China to crack down on mining of cryptocurrencies
China will crack down on bitcoin mining, according to an announcement by the government‘s cabinet three days after regulators reiterated their ban of digital tokens in financial transactions, delivering a one-two punch that may further weigh on the cryptocurrency industry after triggering last week’s global sell-off.
The government will “crack down on bitcoin mining and trading behaviour, and resolutely prevent the transfer of individual risks to the society”, according to a statement by the State Council’s Financial Stability and Development Committee chaired by Vice-Premier Liu He, the Chinese president‘s top representative on economic and financial matters.
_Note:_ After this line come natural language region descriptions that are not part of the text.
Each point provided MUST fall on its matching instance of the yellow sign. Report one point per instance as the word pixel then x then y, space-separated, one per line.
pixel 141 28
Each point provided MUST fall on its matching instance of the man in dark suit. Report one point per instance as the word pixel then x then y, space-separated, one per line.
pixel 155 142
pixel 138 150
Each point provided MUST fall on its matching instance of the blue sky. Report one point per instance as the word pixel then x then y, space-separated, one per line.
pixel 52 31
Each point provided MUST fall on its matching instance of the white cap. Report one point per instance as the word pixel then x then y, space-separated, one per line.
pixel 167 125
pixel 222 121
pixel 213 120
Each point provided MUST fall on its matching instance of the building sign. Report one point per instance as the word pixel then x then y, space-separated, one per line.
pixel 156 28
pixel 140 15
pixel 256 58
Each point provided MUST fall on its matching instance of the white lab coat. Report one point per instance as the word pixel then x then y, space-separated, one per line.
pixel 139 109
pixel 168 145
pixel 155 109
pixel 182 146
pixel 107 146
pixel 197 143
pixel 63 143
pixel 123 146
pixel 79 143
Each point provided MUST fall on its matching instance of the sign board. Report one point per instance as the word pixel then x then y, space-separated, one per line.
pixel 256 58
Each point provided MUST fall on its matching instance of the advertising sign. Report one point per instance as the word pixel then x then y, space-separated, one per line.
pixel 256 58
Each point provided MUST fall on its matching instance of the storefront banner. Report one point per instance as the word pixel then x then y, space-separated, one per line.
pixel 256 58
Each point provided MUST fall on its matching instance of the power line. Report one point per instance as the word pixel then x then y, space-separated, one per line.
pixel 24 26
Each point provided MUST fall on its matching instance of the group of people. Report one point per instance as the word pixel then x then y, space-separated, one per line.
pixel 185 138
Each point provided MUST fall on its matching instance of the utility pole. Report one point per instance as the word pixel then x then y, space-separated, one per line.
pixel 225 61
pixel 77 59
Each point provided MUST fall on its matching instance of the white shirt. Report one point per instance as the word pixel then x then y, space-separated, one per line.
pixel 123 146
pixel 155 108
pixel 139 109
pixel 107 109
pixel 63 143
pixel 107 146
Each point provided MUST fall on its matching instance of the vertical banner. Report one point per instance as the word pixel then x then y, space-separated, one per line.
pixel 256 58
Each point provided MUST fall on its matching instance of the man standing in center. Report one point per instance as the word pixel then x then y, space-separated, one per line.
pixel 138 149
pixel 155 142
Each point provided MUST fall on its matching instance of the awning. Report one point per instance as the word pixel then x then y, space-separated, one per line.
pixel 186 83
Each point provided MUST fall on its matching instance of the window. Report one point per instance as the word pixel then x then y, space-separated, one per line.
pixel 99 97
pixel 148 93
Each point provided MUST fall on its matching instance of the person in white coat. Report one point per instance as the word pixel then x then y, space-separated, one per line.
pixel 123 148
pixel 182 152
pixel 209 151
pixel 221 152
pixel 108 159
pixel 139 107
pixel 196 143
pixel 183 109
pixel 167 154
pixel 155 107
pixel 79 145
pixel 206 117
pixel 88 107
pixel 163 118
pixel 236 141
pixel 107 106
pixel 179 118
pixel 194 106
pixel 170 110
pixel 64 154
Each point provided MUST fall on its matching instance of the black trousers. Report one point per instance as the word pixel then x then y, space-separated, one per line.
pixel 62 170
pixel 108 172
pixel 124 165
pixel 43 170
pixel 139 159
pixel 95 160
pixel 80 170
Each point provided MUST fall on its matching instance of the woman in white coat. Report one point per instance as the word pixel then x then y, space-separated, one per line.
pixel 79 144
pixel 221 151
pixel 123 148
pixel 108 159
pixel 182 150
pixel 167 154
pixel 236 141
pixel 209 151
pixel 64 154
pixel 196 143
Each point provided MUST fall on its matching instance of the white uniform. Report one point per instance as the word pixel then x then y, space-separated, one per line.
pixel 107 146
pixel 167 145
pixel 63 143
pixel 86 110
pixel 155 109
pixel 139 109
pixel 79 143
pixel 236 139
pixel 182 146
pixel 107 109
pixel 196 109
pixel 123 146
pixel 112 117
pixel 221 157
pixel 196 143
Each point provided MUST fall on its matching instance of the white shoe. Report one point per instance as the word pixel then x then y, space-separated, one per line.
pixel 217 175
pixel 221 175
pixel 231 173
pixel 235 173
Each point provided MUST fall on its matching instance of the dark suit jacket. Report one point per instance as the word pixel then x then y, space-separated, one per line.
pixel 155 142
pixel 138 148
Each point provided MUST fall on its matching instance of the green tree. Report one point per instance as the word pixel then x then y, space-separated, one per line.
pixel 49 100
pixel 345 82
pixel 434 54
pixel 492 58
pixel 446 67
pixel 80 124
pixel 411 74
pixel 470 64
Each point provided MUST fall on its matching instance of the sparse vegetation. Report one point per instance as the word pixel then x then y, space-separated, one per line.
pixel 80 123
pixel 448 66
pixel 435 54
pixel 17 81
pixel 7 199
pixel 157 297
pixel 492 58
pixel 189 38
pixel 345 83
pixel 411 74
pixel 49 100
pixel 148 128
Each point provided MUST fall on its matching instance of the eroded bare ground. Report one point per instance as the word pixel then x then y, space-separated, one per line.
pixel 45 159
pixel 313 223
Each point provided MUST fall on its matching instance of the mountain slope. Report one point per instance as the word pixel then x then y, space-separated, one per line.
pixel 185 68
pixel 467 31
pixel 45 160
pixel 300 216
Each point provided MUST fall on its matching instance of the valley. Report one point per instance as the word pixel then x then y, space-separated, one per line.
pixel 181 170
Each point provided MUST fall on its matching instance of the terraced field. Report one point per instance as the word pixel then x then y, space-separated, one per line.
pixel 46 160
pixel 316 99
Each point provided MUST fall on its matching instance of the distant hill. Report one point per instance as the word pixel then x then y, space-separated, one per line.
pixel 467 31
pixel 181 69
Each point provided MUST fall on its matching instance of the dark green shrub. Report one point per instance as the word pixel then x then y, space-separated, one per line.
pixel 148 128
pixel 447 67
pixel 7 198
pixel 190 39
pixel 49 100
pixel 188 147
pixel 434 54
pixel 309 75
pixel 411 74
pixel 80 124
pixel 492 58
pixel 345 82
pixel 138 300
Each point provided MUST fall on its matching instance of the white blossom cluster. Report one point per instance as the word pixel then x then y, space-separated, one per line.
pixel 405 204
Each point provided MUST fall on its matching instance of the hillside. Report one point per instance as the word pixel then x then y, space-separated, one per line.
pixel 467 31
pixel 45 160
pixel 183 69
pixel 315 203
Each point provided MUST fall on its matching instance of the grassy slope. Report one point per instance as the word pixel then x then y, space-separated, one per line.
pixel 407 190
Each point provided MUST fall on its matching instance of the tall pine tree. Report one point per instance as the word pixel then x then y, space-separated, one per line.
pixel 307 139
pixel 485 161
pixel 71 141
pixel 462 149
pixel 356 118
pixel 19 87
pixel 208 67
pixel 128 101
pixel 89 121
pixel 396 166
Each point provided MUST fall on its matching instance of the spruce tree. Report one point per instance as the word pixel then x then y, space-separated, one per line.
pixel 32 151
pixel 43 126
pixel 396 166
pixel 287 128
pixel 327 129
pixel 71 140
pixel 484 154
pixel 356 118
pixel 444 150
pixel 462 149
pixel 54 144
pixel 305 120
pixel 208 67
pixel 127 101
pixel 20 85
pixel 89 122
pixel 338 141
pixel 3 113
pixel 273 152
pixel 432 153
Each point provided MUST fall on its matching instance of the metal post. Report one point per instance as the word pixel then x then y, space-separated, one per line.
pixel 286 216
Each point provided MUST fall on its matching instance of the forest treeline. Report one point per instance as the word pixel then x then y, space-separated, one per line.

China is the world‘s largest cryptocurrency mining location, accounting for 65 per cent of the bitcoin hash rate, a unit of measure for the processing power used by the bitcoin network to verify transactions and mine new tokens of the cryptocurrency, according to estimates by Cambridge Bitcoin Electricity Consumption Index.
The government, which has banned financial transactions of bitcoin and other tokens since 2019, had turned a blind eye towards the cryptocurrency mining farms in Inner Mongolia, Sichuan, Xinjiang and other mainland locations until now. “The wording of the statement did not leave much leeway for cryptocurrency mining,” said Li Yi, chief research fellow at the Shanghai Academy of Social Sciences.
The latest statement, however, still stopped short of an outright ban on cryptocurrency mining. It also did not elaborate on the measures involved or scale of this crackdown.
“We should expect the relevant departments, including law enforcement, to come up with detailed measures to ban bitcoin mining in the near future,” Li said.
Bitcoin prices fell as much as 20 per cent to US$33,550 overnight after the committee’s statement on Friday, before modestly climbing back up to US$37,481.
The price volatility of cryptocurrencies was recently exacerbated by comments from billionaire entrepreneur Elon Musk, chief executive of electric car giant Tesla. The latest initiative against bitcoin mining has come after three Chinese state-backed financial associations jointly issued a warning about the risks stemming from volatile cryptocurrencies earlier this week. Some miners, however, appeared confident that Beijing’s bark is louder than its bite, as cryptocurrencies were still being sold in the country as of Thursday.